Kathy, a red-haired Ulster woman, distracted attention from lurking depression and a tendency to put on fat by a nearly continuous exercise in extrovert behaviour. She knew someone would be in the office from the lights. It was one of her less dramatic entrances.
‘Would yer effing believe it.’ The Ulster accent was sharp enough to make the windows rattle. ‘Page eight! Stark-bollock naked in the front of his bloody Mondeo with a blow-up doll and these tossers stick it in the briefs on page eight!’
‘Pity he didn’t keep it in his briefs,’ said Dryden.
He liked it when Kathy laughed. She let herself go – one of Dryden’s litmus tests of character. She advanced towards him.
Kathy had developed a kind of cat-walk designed to draw attention to her hour-glass figure. It was an ample hour-glass through which a lot of sand had passed, but an hour-glass none the less. The effect was mildly hypnotic and Dryden froze like a rabbit in the headlights of an oncoming car.
Kathy invaded his
personal space – in Dryden’s case an area slightly smaller than Norfolk. When she moved she sounded like a mobile in the wind – the earrings, necklace, and bracelets tinkling together.
She removed a piece of imaginary lint from Dryden’s shoulder. ‘You tell me – go on. I’ll take it from you. Tell me I don’t know a decent story when I see one.’ She thrust a mangled copy of the paper – hardly hot off the presses but still warm – into Dryden’s hands.
Kathy had come to England to do feature-writing shifts on the Fleet Street Sunday papers. She’d cut her teeth as a reporter on the stricken doorsteps of the Troubles. The Crow was a day job that paid the bills and gave her a base within striking distance of London for her lipstick-red MG sports car. She had a low view of The Crow’s professional competence and had not taken kindly to the occasional lecture from the paper’s poorly talented senior staff. For Dryden she made an exception: his Fleet Street track record put him on a pedestal. It also made him doubly desirable. She liked the emotional distance, the unselfconscious good looks, the scruffy oversized clothes on the six-foot-plus frame, and the shock of jet black hair. But she loved the CV most of all.
She realized, suddenly, just how close she was standing and backed off in confusion. Subsiding into the newsroom’s one battered armchair she burst into angry tears. It was a regular but effective performance. Her face, impish and animated, slumped and crumpled.
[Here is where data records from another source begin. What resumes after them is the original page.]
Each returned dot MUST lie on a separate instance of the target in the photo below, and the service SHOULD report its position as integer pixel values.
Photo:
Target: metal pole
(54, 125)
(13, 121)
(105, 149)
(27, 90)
A considerable amount of make-up began to coalesce giving her a tragic theatrical appeal to which Dryden was just a little susceptible.
He snapped out of it. ‘So they wouldn’t know a decent story if it bit them on the arse. What’s new?’
Kathy stemmed the floods to a series of appealing snuffles.
Dryden admired the front page splash. He’d been a reporter ten years and had often written the front page lead on the News – circulation one million. But he got just as big a kick out of The Crow – circulation 17,000 and falling.